Think about it, it's much cheaper, you are not only saving the network and its costs, the storage itself is cheaper and the performance is much better, because you don't have this network bottleneck in between. iSCSI is always a bottleneck, if you ever made a TCP dump of iSCSI traffic,
do it and you will get pale, what's being done at the protocol level, because iSCSI has to be backwards compatible to old SCSI protocols from the 1980s. This resource and request slot allocation, this is overhead, overhead, overhead, and in Mars I don't have all this overhead,
so the local device, which appears locally, is certainly much more performant there. So, I think now we have the last slide. Future plans, what I'm currently doing, I have not much time for Mars, because my main job is a downstream kernel, maintaining a downstream kernel,
which is then rolled out to more than 10,000 servers in total, and I have certain special patches I should not talk about, dealing with security and several other things, and dealing with those billions of inodes and so on. So this is my main job and Mars is just a side job or whatever you tell it,
but in the last few months I had some time for implementing a few new features, I'm not sure whether it's interesting for you. The original Mars is a prototype from 2010-2011, originally designed at the lab, and there I used MD5 checksums in the transaction log. And these MD5 checksums are very important I think,
because they have rescued the lives of machines and of customers many times. On very old flaky hardware, with this hardware, are BBU caches. Ten years old, the battery is going bad,
and then the RAM is fading away, and you suddenly have RAM corruption. And this means in the worst case, you are losing your whole data at the whole machine. It can happen. Therefore you have the geo-redundancy. And in these cases, typically Mars will detect this,
because the MD5 checksums are wrong, and it refuses to apply the defective log files at the secondary side. You also get an error message, and then the sysadmins come to me crying, complaining, Mars is defective. No, Mars is correct, your machine is defective. And you don't want to apply this data. Yes, there is data loss, there is data loss.

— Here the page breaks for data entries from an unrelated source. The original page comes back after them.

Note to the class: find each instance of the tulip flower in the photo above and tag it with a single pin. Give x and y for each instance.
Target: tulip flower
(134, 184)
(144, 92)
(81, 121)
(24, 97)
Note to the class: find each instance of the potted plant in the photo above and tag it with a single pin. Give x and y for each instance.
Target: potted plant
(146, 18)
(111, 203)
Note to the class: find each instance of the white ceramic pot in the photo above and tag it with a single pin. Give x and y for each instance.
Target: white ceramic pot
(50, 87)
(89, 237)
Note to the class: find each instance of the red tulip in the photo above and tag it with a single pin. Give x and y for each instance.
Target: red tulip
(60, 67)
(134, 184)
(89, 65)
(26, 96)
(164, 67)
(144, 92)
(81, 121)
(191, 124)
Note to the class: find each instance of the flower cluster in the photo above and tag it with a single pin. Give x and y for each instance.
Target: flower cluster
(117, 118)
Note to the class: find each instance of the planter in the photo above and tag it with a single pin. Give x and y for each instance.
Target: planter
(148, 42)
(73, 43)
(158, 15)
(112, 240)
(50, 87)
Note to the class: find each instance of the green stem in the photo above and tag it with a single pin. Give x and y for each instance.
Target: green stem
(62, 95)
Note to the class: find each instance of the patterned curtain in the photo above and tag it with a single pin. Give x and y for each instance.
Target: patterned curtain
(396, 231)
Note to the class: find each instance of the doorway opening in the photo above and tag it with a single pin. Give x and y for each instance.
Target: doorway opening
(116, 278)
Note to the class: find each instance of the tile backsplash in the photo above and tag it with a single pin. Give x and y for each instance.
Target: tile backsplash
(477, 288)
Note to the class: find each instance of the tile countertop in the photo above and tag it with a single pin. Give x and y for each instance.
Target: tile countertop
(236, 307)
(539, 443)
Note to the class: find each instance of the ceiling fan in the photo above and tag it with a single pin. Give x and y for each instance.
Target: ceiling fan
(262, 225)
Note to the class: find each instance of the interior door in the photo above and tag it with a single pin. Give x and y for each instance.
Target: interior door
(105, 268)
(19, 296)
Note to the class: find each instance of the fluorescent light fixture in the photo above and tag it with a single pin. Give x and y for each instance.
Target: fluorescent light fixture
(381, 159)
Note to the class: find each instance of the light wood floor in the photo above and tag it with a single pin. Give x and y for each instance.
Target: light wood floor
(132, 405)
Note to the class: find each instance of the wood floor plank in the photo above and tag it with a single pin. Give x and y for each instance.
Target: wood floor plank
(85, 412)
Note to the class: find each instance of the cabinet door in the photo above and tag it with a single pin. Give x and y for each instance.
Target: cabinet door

Yes, there is data loss. There is no chance to deal with it, because you don't want to apply this defective data, otherwise your secondary side will be trashed. Splish, primary minus minus force, switch over forcefully, and you don't want, you want to have this data loss. That's the point here.
So, and this MD5 is unfortunately the most, is a performance pick in some sense. It consumes a lot of CPU. If you do MD5 with the user space, tool MD5, you will check it. I've timed several CRC algorithms, and CRC32C is the fastest one,
according to my benchmarks, with four K blocks only, because each block is compressed individually, so of course it's not the best compression, the best possible compression, but I want to retain the property that each log entry is a transaction in its own. Therefore I don't have longer compression runs, of course,
so it's not a bug, it's a feature, to have the small compressed blocks there, and CRC32C is already used at the networking, TCP-ISP stack uses it in several places. So it's nothing new, you won't lose really things, and you don't need a cryptographically perfect hash there.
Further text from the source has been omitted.